A quick aside: splitting the differentials \( dy \) and \( dx \) apart like this is something physicists tend to do much more than mathematicians (although Boas does it!) Remember that \( dx \) and \( dy \) do have meaning on their own, as they're defined to be infinitesmal intervals when we define the derivative \( dy/dx \). That being said, if you're unsettled by the split derivative above, you can instead think of a separable ODE as one written in the form

\[ \begin{aligned} F(y) \frac{dy}{dx} = G(x) \end{aligned} \]

Then we can integrate both sides over \( dx \),

\[ \begin{aligned} \int F(y) \frac{dy}{dx} dx = \int G(x) dx \end{aligned} \]

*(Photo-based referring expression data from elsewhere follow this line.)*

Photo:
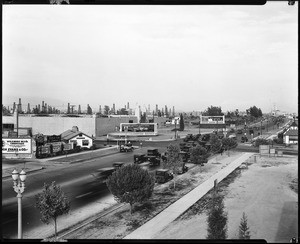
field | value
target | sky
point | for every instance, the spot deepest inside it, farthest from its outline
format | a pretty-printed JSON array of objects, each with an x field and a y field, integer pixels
[{"x": 186, "y": 56}]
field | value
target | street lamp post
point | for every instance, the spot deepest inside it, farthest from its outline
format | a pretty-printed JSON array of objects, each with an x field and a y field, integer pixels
[
  {"x": 175, "y": 120},
  {"x": 199, "y": 123},
  {"x": 19, "y": 187}
]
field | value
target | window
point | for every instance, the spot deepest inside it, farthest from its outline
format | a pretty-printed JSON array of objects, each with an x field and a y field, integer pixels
[
  {"x": 85, "y": 142},
  {"x": 8, "y": 126}
]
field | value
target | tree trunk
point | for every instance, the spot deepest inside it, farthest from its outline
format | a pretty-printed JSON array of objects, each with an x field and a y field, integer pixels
[{"x": 55, "y": 228}]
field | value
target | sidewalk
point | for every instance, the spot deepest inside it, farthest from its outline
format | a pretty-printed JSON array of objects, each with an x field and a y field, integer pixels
[{"x": 160, "y": 221}]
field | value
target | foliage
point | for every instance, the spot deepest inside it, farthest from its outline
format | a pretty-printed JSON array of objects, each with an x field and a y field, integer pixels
[
  {"x": 216, "y": 143},
  {"x": 261, "y": 141},
  {"x": 199, "y": 155},
  {"x": 244, "y": 232},
  {"x": 131, "y": 184},
  {"x": 217, "y": 218},
  {"x": 174, "y": 161},
  {"x": 181, "y": 123},
  {"x": 213, "y": 111},
  {"x": 52, "y": 203},
  {"x": 143, "y": 118},
  {"x": 229, "y": 143}
]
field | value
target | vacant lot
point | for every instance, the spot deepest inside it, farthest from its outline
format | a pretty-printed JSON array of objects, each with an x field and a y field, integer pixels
[
  {"x": 267, "y": 192},
  {"x": 120, "y": 223}
]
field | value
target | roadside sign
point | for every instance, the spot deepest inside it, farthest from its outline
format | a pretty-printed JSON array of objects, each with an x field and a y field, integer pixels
[
  {"x": 264, "y": 149},
  {"x": 12, "y": 134}
]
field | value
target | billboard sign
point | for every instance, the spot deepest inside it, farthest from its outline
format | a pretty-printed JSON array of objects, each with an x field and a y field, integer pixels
[
  {"x": 53, "y": 138},
  {"x": 16, "y": 145}
]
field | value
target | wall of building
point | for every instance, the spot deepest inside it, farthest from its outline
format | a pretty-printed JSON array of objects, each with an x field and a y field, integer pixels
[
  {"x": 105, "y": 125},
  {"x": 53, "y": 125}
]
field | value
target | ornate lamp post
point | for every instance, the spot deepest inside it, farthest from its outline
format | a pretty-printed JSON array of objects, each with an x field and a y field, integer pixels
[{"x": 19, "y": 187}]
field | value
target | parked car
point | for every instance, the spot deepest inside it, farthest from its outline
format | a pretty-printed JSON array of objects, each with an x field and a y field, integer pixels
[
  {"x": 139, "y": 158},
  {"x": 185, "y": 156},
  {"x": 244, "y": 139},
  {"x": 145, "y": 165},
  {"x": 102, "y": 174},
  {"x": 183, "y": 169},
  {"x": 163, "y": 176},
  {"x": 126, "y": 148},
  {"x": 118, "y": 164},
  {"x": 153, "y": 152}
]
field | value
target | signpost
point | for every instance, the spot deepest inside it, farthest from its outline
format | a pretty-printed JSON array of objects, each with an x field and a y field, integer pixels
[{"x": 17, "y": 147}]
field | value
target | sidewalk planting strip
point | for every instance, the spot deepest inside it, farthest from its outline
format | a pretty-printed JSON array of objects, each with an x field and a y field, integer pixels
[{"x": 153, "y": 226}]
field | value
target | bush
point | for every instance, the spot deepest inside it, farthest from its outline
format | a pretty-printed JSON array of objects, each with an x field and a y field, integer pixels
[
  {"x": 217, "y": 218},
  {"x": 131, "y": 184}
]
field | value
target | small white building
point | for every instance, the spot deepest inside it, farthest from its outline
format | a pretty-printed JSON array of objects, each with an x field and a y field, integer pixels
[
  {"x": 291, "y": 135},
  {"x": 77, "y": 138}
]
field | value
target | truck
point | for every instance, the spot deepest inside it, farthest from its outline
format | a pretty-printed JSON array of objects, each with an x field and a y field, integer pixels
[
  {"x": 118, "y": 164},
  {"x": 126, "y": 148},
  {"x": 139, "y": 158},
  {"x": 183, "y": 169},
  {"x": 163, "y": 176}
]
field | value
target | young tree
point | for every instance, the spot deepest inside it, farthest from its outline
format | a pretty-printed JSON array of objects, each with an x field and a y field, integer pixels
[
  {"x": 244, "y": 232},
  {"x": 173, "y": 161},
  {"x": 217, "y": 218},
  {"x": 181, "y": 123},
  {"x": 51, "y": 203},
  {"x": 216, "y": 143},
  {"x": 199, "y": 155},
  {"x": 89, "y": 109},
  {"x": 131, "y": 184}
]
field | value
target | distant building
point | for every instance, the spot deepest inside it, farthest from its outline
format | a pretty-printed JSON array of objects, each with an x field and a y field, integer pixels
[
  {"x": 77, "y": 138},
  {"x": 290, "y": 136}
]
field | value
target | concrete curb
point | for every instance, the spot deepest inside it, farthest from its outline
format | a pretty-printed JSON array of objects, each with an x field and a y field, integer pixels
[
  {"x": 27, "y": 171},
  {"x": 160, "y": 221}
]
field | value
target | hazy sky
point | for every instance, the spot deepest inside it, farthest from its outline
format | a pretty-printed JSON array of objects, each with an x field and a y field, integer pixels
[{"x": 189, "y": 56}]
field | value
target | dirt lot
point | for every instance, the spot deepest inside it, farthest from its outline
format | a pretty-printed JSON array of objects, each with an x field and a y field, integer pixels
[
  {"x": 267, "y": 192},
  {"x": 118, "y": 224}
]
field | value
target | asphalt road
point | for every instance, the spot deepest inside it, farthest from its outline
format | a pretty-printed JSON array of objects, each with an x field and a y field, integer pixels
[{"x": 75, "y": 180}]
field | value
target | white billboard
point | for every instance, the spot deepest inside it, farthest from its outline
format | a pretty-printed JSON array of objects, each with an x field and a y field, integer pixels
[{"x": 16, "y": 146}]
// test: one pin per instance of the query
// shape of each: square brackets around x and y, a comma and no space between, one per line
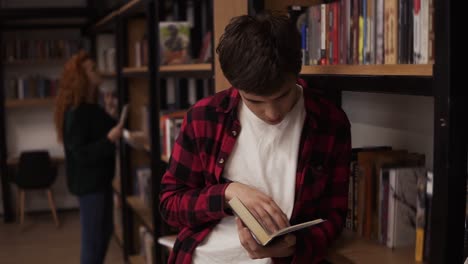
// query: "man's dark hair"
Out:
[258,53]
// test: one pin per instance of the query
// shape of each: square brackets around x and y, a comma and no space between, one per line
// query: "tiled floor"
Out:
[39,241]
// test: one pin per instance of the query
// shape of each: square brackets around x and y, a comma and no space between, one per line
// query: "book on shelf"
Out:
[174,42]
[123,115]
[254,225]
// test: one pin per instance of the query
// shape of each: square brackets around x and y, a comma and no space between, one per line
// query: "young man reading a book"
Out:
[269,140]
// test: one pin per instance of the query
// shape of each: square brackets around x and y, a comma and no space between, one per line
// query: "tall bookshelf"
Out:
[21,22]
[450,146]
[430,80]
[141,84]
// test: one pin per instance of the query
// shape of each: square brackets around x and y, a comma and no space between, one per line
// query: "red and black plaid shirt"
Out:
[192,191]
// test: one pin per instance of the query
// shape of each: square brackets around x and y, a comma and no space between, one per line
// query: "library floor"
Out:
[39,241]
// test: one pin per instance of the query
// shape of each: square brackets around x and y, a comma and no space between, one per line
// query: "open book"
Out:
[261,234]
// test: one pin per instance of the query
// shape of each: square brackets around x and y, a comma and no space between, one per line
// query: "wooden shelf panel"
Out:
[167,241]
[136,259]
[135,71]
[203,70]
[108,74]
[143,212]
[132,7]
[35,62]
[116,185]
[32,102]
[351,249]
[118,237]
[105,20]
[366,70]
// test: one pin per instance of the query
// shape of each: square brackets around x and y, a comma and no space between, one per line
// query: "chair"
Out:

The integral on the left becomes \( \int F(y) dy \) by a \( u \)-substitution. After we do the integrals, we just have a regular equation to solve for \( y \). The simplest case is when \( F(y) = 1 \), i.e. if we have

\[ \begin{aligned} \frac{dy}{dx} = G(x) \\ \int dy = \int G(x) dx \\ y = \int G(x) dx + C \end{aligned} \]

(notice that we get one overall constant of integration from the indefinite integrals, just as needed to match the single initial condition for a first-order ODE.)

Let's try a more interesting example.


Example: a separable first-order ODE

We'll solve the following ODE:

\[ \begin{aligned} x \frac{dy}{dx} - y = xy \end{aligned} \]

This might not be obviously separable, but let's do some algebra to find out. We'll put the \( y \)'s together first:

\[ \begin{aligned} x \frac{dy}{dx} = y(1+x) \end{aligned} \]

Then divide by \( x \) and by \( y \):

\[ \begin{aligned} \frac{1}{y} \frac{dy}{dx} = \frac{1+x}{x} \end{aligned} \]

Nice and separated! Next, we split the derivative apart and integrate on both sides:

\[ \begin{aligned} \int \frac{dy}{y} = \int dx\ \frac{1+x}{x} \end{aligned} \]

The left-hand side integral will give us the log of \( y \). On the right, it's easiest to just divide out and write it as \( 1/x + 1 \), which gives us two simple integrals:

\[ \begin{aligned} \ln y + C' = \int dx\ \left(1 + \frac{1}{x} \right) = x + \ln x + C'' \end{aligned} \]

Just to be explicit, I kept both unknown constants here since we did two indefinite integrals. But since \( C' \) and \( C'' \) are both arbitrary, and we're adding them together, we can just combine them into a single constant \( C = C'' - C' \).

Now we need to solve for \( y \). Start by exponentiating both sides:

\[ \begin{aligned} y(x) = \exp \left( x + \ln x + C'' \right) \\ = e^x e^{\ln x} e^{C''} \\ = B x e^x \end{aligned} \]

defining one more arbitrary constant. (Since we haven't determined what the constant is yet by applying boundary conditions, it's not so important to keep track of how we're redefining it.)

Finally, we can impose a boundary condition to find a particular solution. Let's say that \( y(2) = 2 \). We plug in to get an equation for \( B \):

\[ \begin{aligned} y(2) = 2 = 2B e^2 \\ \Rightarrow B = \frac{1}{e^2} = e^{-2} \end{aligned} \]

and so

\[ \begin{aligned} y(x) = xe^{x-2}. \end{aligned} \]


Exercise: a more physics-y separable ODE

Find the general solution:

\[ \begin{aligned} m \frac{dv}{dt} = -cv^2 \end{aligned} \]

with the initial condition \( v(0) = v_0 \).

(For those of you who have finished the reading already, you'll recognize this as the equation for quadratic air resistance.) As usual, try to give this a shot before you keep reading.

As implied, this is another separable ODE. In fact, since there is no explicit \( t \)-dependence at all, it's easy to separate out:

\[ \begin{aligned} \frac{dv}{v^2} = -\frac{c}{m} dt \end{aligned} \]

Now we integrate:

\[ \begin{aligned} -\frac{1}{v} = -\frac{c}{m} t + C' \end{aligned} \]

and invert:

\[ \begin{aligned} v(t) = \frac{1}{(c/m) t - C'} \end{aligned} \]

Now we have to apply the boundary condition. (You could also have done this before solving for \( v(t) \), the order doesn't matter.) Plugging in at \( t=0 \) gives a nice and simple relation,

\[ \begin{aligned} v(0) = v_0 = \frac{1}{-C'} \end{aligned} \]

or \( C' = -1/v_0 \). This gets rid of our last minus sign, and we find for the result

\[ \begin{aligned} v(t) = \frac{1}{(c/m)t + 1/v_0} = \frac{v_0}{1 + \frac{cv_0}{m} t}. \end{aligned} \]

We'll talk about the implications of this solution more once we've set up the physics context for air resistance properly.